Having recently passed her friend John Young, the only other little person running the race, Windsor backtracked to find him. Both had family at the finish. With the phone lines down, there was no way of knowing if their loved ones were safe.
“All I could do at that moment was pray,” Windsor said, “just realizing that I’m not in control, and regardless of what happens that God has had his hand over my life, and I can continue trusting in him regardless of what happens. That’s all I could hold onto.”
Before the race, Windsor called her husband to remind him that she typically runs on the right side of the road, which may have saved their lives. The trio of supporters were enjoying the sun, but they moved across the street to have a better view of Windsor’s arrival. Had they remained in the same spot, they would’ve been directly in front of the second explosion. And had Windsor met her original goal, she could have crossed the finish line in the heat of the disaster.
As bombs went off, Erickson was separated in the chaos from her son-in-law and his mother.
“There was this huge psychological thing going on as the bombs went off,” Erickson said. “Once you hear two explosions, you fear for more. … Not only are you dealing with fear, but you’re wondering if you’re going to actually die. So you’re trying to deal with reality and emotions in seconds.”

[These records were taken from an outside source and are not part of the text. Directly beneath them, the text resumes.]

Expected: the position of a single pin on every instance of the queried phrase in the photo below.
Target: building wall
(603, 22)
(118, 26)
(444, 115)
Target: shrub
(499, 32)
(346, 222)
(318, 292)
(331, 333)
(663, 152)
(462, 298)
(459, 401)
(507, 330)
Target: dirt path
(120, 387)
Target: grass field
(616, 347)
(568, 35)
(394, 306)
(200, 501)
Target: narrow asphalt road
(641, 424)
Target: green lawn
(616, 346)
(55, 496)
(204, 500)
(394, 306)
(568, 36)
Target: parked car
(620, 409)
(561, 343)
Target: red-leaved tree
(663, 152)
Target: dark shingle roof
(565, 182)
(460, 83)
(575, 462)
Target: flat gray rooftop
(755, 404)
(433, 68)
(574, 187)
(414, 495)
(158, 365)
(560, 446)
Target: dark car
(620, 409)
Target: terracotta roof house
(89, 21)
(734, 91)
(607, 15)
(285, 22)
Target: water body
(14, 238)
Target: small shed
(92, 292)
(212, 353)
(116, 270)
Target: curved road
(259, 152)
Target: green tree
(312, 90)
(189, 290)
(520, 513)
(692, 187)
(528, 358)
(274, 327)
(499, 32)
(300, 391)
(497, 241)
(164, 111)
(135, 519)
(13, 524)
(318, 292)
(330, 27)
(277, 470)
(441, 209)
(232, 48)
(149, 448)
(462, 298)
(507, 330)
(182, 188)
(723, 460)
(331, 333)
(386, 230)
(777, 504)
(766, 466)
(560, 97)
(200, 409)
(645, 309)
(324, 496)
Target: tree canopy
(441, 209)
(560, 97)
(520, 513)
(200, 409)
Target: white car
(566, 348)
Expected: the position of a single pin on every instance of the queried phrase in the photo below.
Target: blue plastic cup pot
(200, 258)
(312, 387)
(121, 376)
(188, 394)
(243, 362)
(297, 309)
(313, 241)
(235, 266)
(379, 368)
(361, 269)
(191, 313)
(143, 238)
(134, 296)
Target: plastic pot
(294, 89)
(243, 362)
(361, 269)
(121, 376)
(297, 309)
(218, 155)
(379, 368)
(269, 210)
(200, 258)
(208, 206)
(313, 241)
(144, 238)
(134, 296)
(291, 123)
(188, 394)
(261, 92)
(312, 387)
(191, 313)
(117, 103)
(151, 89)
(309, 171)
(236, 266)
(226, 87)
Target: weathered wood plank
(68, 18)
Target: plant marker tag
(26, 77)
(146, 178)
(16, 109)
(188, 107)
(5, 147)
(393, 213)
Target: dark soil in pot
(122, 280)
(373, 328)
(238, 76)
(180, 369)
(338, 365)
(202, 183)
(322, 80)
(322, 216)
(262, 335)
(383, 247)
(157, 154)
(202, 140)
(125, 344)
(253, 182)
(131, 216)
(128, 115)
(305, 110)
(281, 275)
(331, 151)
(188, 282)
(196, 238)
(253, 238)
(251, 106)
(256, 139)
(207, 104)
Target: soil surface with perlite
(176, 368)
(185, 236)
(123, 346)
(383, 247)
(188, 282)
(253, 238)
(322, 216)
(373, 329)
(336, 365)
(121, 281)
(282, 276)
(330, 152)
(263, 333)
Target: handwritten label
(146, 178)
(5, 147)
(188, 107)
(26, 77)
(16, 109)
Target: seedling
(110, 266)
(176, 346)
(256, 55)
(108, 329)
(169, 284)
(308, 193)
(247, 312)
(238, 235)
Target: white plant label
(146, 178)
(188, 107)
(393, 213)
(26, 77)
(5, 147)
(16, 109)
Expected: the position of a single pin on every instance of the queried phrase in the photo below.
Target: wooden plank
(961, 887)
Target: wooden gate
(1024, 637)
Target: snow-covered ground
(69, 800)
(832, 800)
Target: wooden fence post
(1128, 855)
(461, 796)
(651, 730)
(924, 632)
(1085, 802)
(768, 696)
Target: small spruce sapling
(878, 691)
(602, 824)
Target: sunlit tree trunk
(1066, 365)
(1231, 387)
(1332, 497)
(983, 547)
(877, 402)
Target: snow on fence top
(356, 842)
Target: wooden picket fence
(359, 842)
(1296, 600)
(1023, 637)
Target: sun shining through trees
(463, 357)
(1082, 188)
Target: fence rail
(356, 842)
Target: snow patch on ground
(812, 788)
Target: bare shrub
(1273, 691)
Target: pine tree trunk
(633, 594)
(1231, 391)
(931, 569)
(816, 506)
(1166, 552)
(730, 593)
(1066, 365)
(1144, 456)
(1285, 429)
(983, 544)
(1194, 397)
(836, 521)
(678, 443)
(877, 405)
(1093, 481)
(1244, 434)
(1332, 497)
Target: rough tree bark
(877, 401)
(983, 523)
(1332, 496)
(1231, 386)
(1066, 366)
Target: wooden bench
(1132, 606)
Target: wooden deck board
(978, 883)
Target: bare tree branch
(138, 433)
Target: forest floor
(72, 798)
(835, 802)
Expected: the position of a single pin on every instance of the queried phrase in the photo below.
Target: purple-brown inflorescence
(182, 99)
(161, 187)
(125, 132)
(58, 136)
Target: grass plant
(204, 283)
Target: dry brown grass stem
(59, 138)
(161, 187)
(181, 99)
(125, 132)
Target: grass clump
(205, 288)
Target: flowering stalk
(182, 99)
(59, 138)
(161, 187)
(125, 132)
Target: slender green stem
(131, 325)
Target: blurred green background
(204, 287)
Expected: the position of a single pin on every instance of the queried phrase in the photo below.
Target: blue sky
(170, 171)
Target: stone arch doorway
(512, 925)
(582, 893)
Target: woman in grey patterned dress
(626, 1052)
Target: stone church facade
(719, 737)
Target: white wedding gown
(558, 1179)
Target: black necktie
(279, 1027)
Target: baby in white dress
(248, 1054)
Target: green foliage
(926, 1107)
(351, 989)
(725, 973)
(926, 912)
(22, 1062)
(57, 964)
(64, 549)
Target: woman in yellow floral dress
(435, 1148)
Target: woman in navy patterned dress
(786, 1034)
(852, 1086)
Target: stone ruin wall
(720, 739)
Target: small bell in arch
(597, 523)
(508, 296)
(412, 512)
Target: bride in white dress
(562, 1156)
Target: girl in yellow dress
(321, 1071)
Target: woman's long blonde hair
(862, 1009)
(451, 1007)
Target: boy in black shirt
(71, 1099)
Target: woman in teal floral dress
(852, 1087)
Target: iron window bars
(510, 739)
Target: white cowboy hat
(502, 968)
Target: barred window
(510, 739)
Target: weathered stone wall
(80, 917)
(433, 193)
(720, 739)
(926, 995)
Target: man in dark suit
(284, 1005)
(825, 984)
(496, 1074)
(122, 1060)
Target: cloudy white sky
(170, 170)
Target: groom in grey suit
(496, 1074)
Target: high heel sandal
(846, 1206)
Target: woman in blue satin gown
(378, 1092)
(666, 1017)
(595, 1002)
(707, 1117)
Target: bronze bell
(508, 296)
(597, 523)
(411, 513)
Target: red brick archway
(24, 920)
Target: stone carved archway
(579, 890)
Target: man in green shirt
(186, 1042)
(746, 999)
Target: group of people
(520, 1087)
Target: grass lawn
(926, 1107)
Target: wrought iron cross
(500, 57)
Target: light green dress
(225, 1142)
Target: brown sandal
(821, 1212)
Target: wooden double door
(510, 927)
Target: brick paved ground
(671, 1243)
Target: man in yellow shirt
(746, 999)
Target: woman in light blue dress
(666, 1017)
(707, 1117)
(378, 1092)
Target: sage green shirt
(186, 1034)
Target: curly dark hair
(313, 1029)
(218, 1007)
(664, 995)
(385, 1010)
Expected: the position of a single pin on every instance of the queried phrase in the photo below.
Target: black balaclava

Erickson was accidentally pushed to the ground and suffered a shoulder injury and a black eye. She and others were corralled into a nearby store. As she sat in pain wondering about her daughter’s safety, Erickson said a woman she didn’t know comforted her and remained by her side throughout her trip to the hospital.
After about two hours, Erickson was released, and Windsor and her family came together for an emotion-filled reunion. Erickson said they spent the next 24 hours processing what had happened, wading through the tears, the tragedy and loss as best they could.
It was then Erickson said she found yet another reason to be inspired by her daughter.
“Juli’s doing better than I am,” she said. “I feel like her training program and her whole life of being disciplined and having a goal has trained her spirit. … As a parent, I wonder if her message and her spirit might have more of an effect [on others] now than if she had finished the race.”
Though she technically didn’t finish, race officials gave medals to those who were stopped at the 25.7 mile mark. The day after the race Blake Windsor picked up one for his wife and surprised her with it.
If you ask Juli Windsor, however, she’ll be picking one up herself next year.
“I have the determination to come back and do it again because I would hate to see such evil overshadow the human desire to triumph,” Windsor said. “Running and marathons and all of that are such a celebration of human life. Why should something so evil overshadow that and taint that?”